Brexit could undermine British efforts to clampdown on bribery and corruption, the OECD has warned.

In a new report the multilateral Paris-based agency says the UK's departure from the European Union raises questions over whether EU money laundering and sanctions rules will continue to apply in Britain after 2019

Further, the OECD questions whether Brexit could prompt the UK to weaken the Bribery Act in order to attract foreign investment or whether the bureaucratic workload involved in leaving the EU will impede the state from investigating and prosecuting economic crime.

The OECD said that the UK had in recent years made "solid progress" in tackling bribery and corruption but added that the total number of cases relative to the UK economy remains low and that "stronger enforcement" was necessary.

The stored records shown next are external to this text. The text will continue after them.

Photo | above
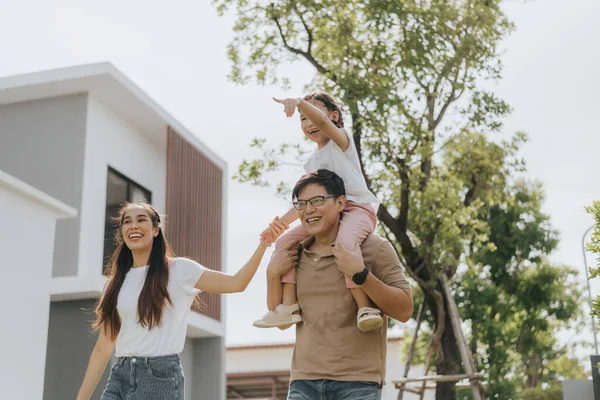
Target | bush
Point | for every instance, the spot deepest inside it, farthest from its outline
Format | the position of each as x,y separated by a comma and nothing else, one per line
551,393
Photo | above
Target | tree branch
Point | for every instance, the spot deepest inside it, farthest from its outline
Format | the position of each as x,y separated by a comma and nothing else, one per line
306,54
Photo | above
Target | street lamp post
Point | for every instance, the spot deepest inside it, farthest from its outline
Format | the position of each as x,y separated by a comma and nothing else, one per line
587,280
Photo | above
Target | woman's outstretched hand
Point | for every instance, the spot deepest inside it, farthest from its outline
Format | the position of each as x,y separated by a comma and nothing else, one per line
289,105
273,231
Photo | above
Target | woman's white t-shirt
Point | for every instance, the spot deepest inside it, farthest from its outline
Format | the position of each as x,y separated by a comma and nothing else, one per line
169,338
347,165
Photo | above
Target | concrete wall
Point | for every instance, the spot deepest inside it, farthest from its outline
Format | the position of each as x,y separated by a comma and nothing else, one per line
41,143
26,245
207,377
111,141
70,343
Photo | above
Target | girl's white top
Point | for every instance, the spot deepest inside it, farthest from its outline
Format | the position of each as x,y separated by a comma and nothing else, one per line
347,165
136,340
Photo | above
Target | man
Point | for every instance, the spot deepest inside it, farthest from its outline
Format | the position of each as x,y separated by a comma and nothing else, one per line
332,358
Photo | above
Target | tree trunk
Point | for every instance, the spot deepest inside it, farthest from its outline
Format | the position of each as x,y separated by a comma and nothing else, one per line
533,369
450,363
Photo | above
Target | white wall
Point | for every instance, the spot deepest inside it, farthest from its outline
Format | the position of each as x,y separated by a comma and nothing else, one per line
280,358
27,245
111,141
260,359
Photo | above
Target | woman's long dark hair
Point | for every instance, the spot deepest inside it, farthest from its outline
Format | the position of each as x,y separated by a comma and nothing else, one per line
154,294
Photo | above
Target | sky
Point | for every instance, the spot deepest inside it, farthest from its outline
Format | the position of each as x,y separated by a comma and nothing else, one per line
176,52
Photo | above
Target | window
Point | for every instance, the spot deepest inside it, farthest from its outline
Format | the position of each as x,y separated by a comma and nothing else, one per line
119,190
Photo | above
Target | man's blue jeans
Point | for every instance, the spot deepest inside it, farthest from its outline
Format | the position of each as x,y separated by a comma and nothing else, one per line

The Economic Secretary to the Treasury, Simon Kirby, earlier this week vowed the Government will crack down on money laundering, after several of the UK's biggest banks were accused in a Guardian investigation of handling $740m of dirty money from Russia.

In 2014 The Independent had first reported the details of the massive money laundering scam involving UK front companies.

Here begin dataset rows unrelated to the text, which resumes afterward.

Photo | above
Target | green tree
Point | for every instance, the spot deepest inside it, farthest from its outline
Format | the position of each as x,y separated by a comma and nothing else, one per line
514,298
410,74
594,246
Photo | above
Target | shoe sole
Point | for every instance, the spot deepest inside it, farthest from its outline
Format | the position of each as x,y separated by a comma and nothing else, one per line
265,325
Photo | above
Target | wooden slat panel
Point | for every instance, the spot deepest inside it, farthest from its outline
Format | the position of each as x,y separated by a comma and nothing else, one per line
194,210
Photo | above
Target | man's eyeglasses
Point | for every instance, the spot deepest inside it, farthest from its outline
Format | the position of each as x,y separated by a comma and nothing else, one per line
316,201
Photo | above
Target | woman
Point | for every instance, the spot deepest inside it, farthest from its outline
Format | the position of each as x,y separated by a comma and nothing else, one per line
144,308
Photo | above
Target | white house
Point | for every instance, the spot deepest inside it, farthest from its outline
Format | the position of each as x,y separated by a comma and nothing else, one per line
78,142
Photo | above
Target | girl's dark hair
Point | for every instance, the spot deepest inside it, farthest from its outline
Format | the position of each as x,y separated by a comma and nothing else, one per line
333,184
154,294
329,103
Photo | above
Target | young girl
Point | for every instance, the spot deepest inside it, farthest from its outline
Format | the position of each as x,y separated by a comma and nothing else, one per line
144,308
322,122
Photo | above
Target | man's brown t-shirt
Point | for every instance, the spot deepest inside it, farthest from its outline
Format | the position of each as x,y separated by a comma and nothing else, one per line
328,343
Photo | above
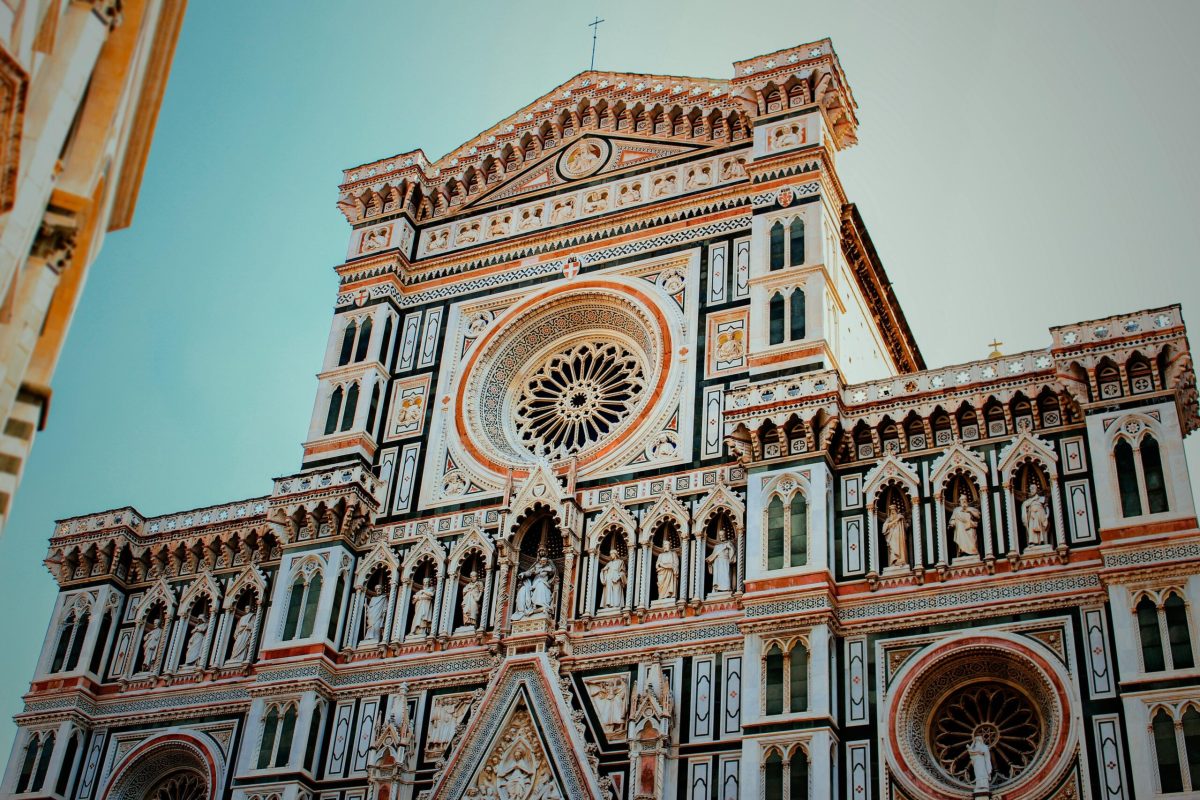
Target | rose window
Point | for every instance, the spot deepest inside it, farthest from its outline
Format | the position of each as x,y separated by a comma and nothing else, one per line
1002,716
999,689
585,374
576,397
180,786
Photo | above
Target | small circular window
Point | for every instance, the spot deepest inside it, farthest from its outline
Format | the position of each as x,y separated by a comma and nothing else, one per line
576,397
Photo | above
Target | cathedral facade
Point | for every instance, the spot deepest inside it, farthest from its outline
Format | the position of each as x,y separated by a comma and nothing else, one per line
625,479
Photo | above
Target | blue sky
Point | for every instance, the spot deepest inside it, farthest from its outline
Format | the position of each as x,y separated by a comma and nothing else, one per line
1021,164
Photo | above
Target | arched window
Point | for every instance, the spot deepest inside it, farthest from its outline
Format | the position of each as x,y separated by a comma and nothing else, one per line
360,353
1192,744
335,410
287,729
270,731
81,630
97,651
798,529
773,776
797,322
777,246
774,692
310,747
799,777
1177,632
385,346
295,601
796,242
786,679
1127,480
67,767
347,343
777,318
1152,473
775,534
43,763
1167,753
64,644
1152,657
352,405
798,679
27,764
334,618
312,597
372,408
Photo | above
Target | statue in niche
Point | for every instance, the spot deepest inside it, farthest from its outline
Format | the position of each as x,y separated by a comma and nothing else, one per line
472,597
964,525
733,168
375,239
467,234
423,609
150,643
448,715
531,218
438,240
195,649
895,530
612,578
666,569
789,136
981,763
609,697
730,344
241,635
499,226
535,593
720,564
1036,516
376,607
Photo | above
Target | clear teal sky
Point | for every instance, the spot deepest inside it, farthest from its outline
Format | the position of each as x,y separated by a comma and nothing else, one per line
1021,164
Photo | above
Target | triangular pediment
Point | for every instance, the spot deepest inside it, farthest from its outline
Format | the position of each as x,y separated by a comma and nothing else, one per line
583,157
521,744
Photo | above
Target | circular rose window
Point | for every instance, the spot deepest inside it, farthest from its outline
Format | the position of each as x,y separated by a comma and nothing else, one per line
996,691
567,374
1003,717
576,397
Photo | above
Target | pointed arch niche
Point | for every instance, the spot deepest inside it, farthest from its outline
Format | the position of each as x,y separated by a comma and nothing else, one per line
958,474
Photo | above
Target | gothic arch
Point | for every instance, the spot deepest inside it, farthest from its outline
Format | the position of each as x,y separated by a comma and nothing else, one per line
172,751
426,548
250,578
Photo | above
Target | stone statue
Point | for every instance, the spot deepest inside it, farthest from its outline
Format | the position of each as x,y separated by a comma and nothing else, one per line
241,636
964,524
612,578
523,603
375,613
981,763
423,609
543,594
150,643
894,533
448,715
666,569
1036,516
610,699
535,590
195,649
720,564
472,596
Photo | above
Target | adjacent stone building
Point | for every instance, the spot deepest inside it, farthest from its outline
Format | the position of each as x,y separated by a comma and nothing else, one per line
81,84
627,479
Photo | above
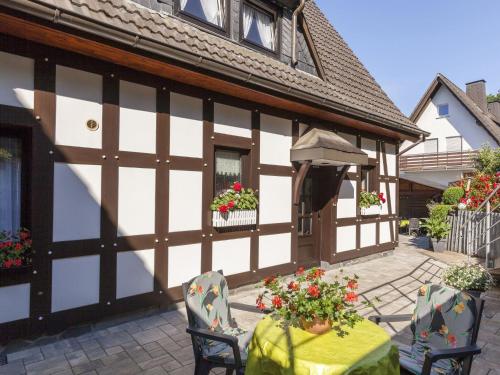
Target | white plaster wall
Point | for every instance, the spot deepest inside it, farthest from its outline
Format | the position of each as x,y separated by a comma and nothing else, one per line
385,232
352,139
369,146
184,263
390,153
459,123
17,80
231,256
77,202
186,126
185,200
368,235
75,282
232,120
135,272
346,238
137,118
136,201
346,205
275,199
275,140
78,99
275,249
14,302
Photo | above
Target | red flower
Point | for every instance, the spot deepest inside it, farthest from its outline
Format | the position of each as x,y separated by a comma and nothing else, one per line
313,291
300,271
351,297
352,284
237,187
268,280
277,302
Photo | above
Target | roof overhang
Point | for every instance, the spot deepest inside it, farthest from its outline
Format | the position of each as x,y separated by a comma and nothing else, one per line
325,148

Transparency International UK and Corruption Watch both echoed the OECD's warnings about the Brexit risk to the corruption and bribery fight.

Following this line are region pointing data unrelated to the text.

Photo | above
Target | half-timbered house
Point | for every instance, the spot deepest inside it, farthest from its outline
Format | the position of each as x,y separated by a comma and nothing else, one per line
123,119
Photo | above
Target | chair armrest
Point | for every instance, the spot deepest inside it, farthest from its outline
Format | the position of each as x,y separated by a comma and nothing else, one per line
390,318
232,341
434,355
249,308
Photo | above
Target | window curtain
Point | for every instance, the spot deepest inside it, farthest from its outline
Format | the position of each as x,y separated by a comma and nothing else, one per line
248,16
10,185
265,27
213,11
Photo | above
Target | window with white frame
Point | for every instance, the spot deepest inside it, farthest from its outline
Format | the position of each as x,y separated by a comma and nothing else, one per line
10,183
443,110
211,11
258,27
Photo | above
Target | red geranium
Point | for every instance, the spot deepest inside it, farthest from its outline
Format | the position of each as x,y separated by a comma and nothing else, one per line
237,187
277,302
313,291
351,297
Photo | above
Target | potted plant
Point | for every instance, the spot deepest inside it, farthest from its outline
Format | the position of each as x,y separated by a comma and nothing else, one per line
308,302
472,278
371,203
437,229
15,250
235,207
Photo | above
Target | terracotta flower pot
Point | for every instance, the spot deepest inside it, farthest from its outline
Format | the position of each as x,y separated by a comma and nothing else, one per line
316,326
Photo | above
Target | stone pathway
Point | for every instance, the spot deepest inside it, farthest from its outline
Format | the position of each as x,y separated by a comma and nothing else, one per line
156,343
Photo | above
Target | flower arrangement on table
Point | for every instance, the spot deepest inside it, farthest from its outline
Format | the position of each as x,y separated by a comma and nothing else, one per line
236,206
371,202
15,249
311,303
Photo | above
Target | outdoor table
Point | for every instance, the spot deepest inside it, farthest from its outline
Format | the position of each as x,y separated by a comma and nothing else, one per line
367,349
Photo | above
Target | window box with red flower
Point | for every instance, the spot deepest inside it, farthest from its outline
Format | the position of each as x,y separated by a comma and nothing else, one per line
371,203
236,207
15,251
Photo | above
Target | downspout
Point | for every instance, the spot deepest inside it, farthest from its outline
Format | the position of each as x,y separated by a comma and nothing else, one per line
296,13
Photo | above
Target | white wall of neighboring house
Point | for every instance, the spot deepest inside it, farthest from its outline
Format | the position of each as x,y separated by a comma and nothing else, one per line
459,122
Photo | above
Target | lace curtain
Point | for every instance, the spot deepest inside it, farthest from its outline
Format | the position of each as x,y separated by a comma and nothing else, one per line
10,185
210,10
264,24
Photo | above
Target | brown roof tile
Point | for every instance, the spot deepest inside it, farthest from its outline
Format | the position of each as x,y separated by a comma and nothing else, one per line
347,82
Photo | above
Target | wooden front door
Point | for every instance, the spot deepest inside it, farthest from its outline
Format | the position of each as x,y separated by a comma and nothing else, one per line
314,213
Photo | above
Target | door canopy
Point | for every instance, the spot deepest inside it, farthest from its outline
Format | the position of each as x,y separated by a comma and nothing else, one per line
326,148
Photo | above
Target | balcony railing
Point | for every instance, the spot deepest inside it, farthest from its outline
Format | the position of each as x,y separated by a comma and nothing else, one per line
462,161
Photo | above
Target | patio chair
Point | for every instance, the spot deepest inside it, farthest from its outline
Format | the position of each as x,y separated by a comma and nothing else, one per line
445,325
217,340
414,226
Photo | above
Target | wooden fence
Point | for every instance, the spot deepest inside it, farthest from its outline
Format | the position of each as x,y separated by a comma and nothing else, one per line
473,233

Sue Hawley of Corruption Watch said the establishment of a Deferred Prosecution Agreement (DPA) system in 2014 whereby companies can settle bribery investigations by paying a fine had already undermined the UK's corruption-fighting credibility.

In January Rolls-Royce paid £671m to the UK and US authorities under a DPA to settle charges that the engineering firm engaged in bribery, or failed to prevent it, in China and India and a host of overseas other markets.

In 2006 Tony Blair intervened to halt a Serious Fraud Office (SFO) investigation into BAE Systems for alleged bribery in a Saudi Arabian arms deal, citing the danger that the Saudis would stop co-operating with the UK on counter-terror operations if it continued.

The OECD report says the SFO "could achieve more in terms of foreign bribery investigations and prosecutions".